One of the things that helps these patients more than anything in coming to a pain management centre is that, possibly for the first time, they are talking to someone who believes that they have a problem and accepts their story as being true. This may therefore make a pain management expert look like an easy touch to get support for the claimant’s case.
It also has the effect that medical experts in different specialities can be pitted against each other, particularly orthopaedics versus pain management. This is particularly true in cases of whiplash injury, where the orthopaedic expert will examine the patient and state that, as there is no evidence of damage on the scans, the problem will resolve very quickly, and that failure to do so will be considered as malingering on the part of the claimant. Meanwhile, the pain management expert will tend to be more realistic (not necessarily sympathetic) in their assessment of the problem, particularly with the knowledge of the underlying molecular pathology of the situation.

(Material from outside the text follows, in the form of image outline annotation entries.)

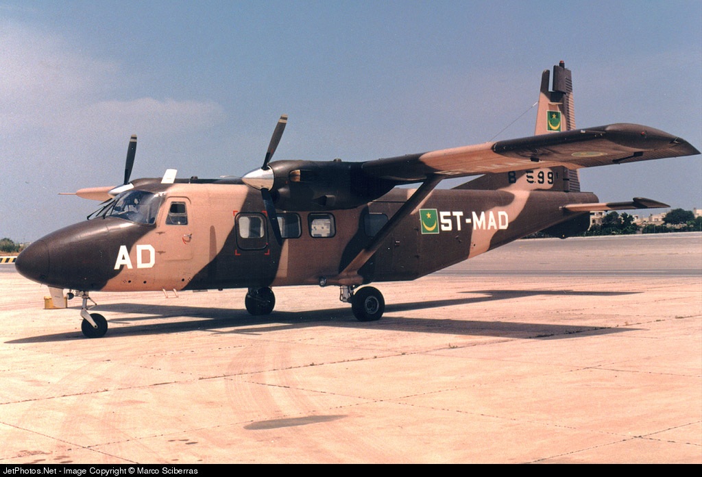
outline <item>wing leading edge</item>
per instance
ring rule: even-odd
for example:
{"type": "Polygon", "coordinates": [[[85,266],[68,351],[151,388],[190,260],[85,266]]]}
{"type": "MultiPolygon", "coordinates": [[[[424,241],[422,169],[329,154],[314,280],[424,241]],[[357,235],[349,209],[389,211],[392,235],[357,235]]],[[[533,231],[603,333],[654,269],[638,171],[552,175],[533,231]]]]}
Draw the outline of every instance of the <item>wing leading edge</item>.
{"type": "Polygon", "coordinates": [[[616,123],[369,161],[362,168],[377,179],[415,182],[435,175],[458,177],[537,164],[578,169],[698,154],[687,141],[664,131],[616,123]]]}

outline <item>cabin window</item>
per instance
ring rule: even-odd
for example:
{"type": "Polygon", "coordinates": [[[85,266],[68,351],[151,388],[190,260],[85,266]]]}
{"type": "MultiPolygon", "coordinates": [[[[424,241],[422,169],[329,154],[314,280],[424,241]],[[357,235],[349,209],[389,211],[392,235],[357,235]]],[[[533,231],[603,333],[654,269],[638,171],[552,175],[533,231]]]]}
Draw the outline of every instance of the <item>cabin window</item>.
{"type": "Polygon", "coordinates": [[[363,217],[363,230],[368,236],[374,237],[387,223],[388,216],[385,214],[369,213],[363,217]]]}
{"type": "Polygon", "coordinates": [[[277,215],[280,235],[283,238],[297,238],[302,235],[300,216],[291,213],[277,215]]]}
{"type": "Polygon", "coordinates": [[[114,217],[137,224],[153,224],[161,205],[161,196],[144,191],[123,192],[89,217],[114,217]]]}
{"type": "Polygon", "coordinates": [[[310,235],[317,238],[333,237],[336,234],[334,216],[331,214],[310,214],[307,216],[310,235]]]}
{"type": "Polygon", "coordinates": [[[266,241],[266,217],[263,214],[241,213],[237,215],[237,243],[244,250],[260,250],[266,241]]]}
{"type": "Polygon", "coordinates": [[[187,225],[187,210],[185,202],[171,202],[168,215],[166,217],[167,225],[187,225]]]}

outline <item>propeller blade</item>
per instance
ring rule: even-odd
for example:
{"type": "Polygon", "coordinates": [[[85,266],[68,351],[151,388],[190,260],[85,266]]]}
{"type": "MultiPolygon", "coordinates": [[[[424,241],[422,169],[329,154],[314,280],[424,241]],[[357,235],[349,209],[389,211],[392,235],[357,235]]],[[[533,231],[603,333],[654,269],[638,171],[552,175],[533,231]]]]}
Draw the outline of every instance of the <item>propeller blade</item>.
{"type": "Polygon", "coordinates": [[[273,230],[273,235],[278,242],[278,245],[283,245],[283,236],[280,233],[280,225],[278,224],[278,215],[275,213],[275,206],[273,205],[273,198],[270,196],[270,192],[267,189],[261,189],[261,197],[263,198],[263,203],[265,205],[265,213],[270,221],[270,228],[273,230]]]}
{"type": "Polygon", "coordinates": [[[134,156],[136,155],[136,135],[133,134],[129,140],[129,147],[127,148],[127,161],[124,164],[124,182],[129,183],[131,170],[134,167],[134,156]]]}
{"type": "Polygon", "coordinates": [[[280,116],[280,119],[278,120],[278,123],[275,126],[275,130],[273,131],[273,135],[270,138],[270,144],[268,145],[268,151],[265,153],[265,159],[263,159],[263,166],[261,169],[265,169],[268,167],[268,163],[270,161],[270,158],[273,157],[273,154],[275,152],[275,149],[278,147],[278,143],[280,142],[280,138],[283,135],[283,131],[285,130],[285,125],[288,123],[288,115],[283,114],[280,116]]]}

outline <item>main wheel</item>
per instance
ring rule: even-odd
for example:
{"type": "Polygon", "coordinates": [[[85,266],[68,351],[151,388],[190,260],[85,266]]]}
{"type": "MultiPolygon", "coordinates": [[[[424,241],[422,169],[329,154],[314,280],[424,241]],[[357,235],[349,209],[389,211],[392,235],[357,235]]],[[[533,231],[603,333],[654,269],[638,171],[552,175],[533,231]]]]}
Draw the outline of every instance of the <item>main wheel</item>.
{"type": "Polygon", "coordinates": [[[383,294],[372,286],[358,290],[351,299],[351,309],[359,321],[376,321],[385,311],[383,294]]]}
{"type": "Polygon", "coordinates": [[[254,316],[268,315],[275,307],[275,295],[268,287],[249,290],[244,304],[246,311],[254,316]]]}
{"type": "Polygon", "coordinates": [[[86,338],[101,338],[105,336],[105,334],[107,332],[107,321],[105,319],[105,316],[99,313],[91,313],[90,317],[95,321],[98,328],[93,328],[93,325],[90,324],[88,320],[84,319],[81,323],[81,330],[83,332],[83,335],[86,338]]]}

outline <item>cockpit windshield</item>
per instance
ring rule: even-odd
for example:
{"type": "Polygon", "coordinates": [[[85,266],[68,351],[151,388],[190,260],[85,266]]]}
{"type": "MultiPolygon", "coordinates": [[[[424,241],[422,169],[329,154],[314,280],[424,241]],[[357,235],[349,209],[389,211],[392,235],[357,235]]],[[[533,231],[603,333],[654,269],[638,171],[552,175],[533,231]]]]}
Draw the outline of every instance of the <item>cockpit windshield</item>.
{"type": "Polygon", "coordinates": [[[161,196],[144,191],[128,191],[120,194],[88,218],[116,217],[137,224],[153,224],[159,213],[161,196]]]}

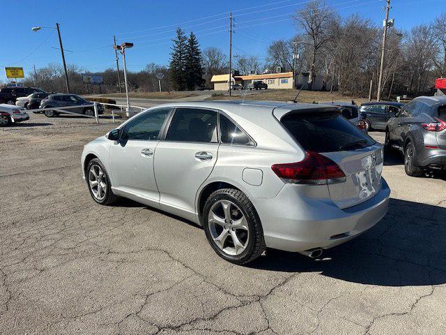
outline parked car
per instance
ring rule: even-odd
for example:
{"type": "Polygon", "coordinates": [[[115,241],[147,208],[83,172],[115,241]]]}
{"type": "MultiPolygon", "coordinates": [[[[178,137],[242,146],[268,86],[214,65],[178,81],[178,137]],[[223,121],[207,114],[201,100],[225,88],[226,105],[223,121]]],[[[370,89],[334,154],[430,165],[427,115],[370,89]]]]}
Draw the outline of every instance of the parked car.
{"type": "Polygon", "coordinates": [[[360,112],[367,131],[385,130],[387,121],[395,117],[403,105],[401,103],[392,102],[366,103],[361,105],[360,112]]]}
{"type": "Polygon", "coordinates": [[[403,153],[409,176],[445,169],[446,96],[420,96],[403,107],[387,121],[385,143],[403,153]]]}
{"type": "MultiPolygon", "coordinates": [[[[28,102],[28,105],[26,106],[29,110],[36,110],[40,105],[40,103],[42,100],[45,98],[47,98],[49,95],[49,93],[34,93],[31,95],[31,98],[29,101],[28,102]]],[[[40,113],[40,112],[33,112],[33,113],[40,113]]]]}
{"type": "Polygon", "coordinates": [[[94,201],[120,195],[190,220],[236,264],[267,247],[318,257],[374,226],[387,210],[383,162],[337,107],[266,101],[157,106],[82,155],[94,201]]]}
{"type": "MultiPolygon", "coordinates": [[[[52,107],[68,106],[73,106],[73,107],[66,108],[64,110],[94,117],[95,111],[93,107],[82,107],[83,105],[93,104],[93,102],[86,100],[76,94],[49,94],[47,98],[44,98],[40,102],[39,108],[45,109],[45,114],[48,117],[55,117],[63,113],[63,112],[61,112],[60,110],[52,110],[52,107]]],[[[104,107],[102,105],[98,105],[98,114],[102,114],[103,112],[104,107]]]]}
{"type": "Polygon", "coordinates": [[[22,107],[8,103],[0,104],[0,127],[29,119],[29,115],[22,107]]]}
{"type": "Polygon", "coordinates": [[[233,89],[234,91],[236,91],[238,89],[243,89],[243,87],[240,84],[233,84],[232,85],[231,85],[231,89],[233,89]]]}
{"type": "Polygon", "coordinates": [[[344,117],[350,121],[352,124],[361,129],[364,133],[367,133],[365,122],[361,119],[359,113],[359,108],[355,101],[351,102],[331,102],[321,103],[323,105],[331,105],[338,106],[340,108],[341,114],[344,117]]]}
{"type": "Polygon", "coordinates": [[[43,90],[36,87],[2,87],[0,89],[0,103],[15,105],[17,98],[36,92],[43,92],[43,90]]]}
{"type": "Polygon", "coordinates": [[[251,84],[248,84],[248,86],[246,88],[248,89],[268,89],[268,84],[261,80],[257,80],[252,82],[251,84]]]}

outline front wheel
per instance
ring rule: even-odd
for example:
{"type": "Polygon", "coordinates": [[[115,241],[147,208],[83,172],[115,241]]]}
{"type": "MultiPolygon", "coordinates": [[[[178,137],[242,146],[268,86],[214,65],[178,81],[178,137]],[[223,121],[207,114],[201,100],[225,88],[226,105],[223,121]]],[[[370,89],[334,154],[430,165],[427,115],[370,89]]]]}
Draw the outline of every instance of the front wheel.
{"type": "Polygon", "coordinates": [[[412,142],[408,143],[404,150],[404,170],[408,176],[420,177],[423,170],[415,165],[415,149],[413,144],[412,142]]]}
{"type": "Polygon", "coordinates": [[[246,264],[266,248],[259,215],[239,190],[224,188],[212,193],[204,205],[202,222],[211,246],[229,262],[246,264]]]}
{"type": "Polygon", "coordinates": [[[110,179],[99,158],[93,158],[89,162],[85,170],[85,179],[93,200],[100,204],[114,202],[116,196],[112,191],[110,179]]]}
{"type": "Polygon", "coordinates": [[[10,120],[7,115],[0,115],[0,127],[5,127],[9,124],[10,120]]]}

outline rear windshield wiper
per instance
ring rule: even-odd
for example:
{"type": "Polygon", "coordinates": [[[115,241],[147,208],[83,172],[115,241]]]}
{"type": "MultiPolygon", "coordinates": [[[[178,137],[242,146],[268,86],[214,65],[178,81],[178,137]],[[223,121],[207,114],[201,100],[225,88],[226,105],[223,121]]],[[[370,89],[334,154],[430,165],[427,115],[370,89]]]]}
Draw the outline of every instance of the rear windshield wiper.
{"type": "Polygon", "coordinates": [[[367,140],[360,140],[359,141],[352,142],[351,143],[348,143],[347,144],[344,144],[339,147],[339,150],[347,150],[348,149],[353,149],[355,147],[362,147],[363,144],[365,144],[369,141],[367,140]]]}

There has been, and continues to be, a vast amount of research into the development of chronicity of pain, trying to find the answer to the question of why pain from an acute injury will persist beyond the normally expected duration, a major problem for healthcare in general as many procedures performed surgically have been shown to have chronic pain post-operatively in up to 30% of patients (something that the majority of them are not warned about when consent is being sought).
Because of the knowledge of the molecular changes it is possible to put forward an argument to explain why a patient may have developed chronic pain after what may appear to be a relatively minor injury. The problem is that, as the changes are at the cellular and sub-cellular level, to demonstrate them is impossible, and we have to rely upon the evidence gleaned from animal experiments. There are new methods being developed of imaging the brain, and these are being extensively researched, but as yet they are not able to say whether or not a patient has pain.
Pain experts should not be considered as naïve. Although there may be a greater tendency to accept that what the claimant is saying is the truth, there still has to be corroborative evidence, which is not normally found in X-rays, but in the General Practitioner’s records. A thin set of records with few attendances prior to the index event tends to suggest that the claimant is not used to assessing the healthcare system, but if the number of attendances goes up subsequently, it suggests that there has been a radical change in their life.
Secondary gain is normally minimal in many of these people and tends not to be a driving force to maintain a state of pain. Most claimants want to get back to where they were before the index event which threw them into the world of litigation, and they are not well served if we turn our backs upon them.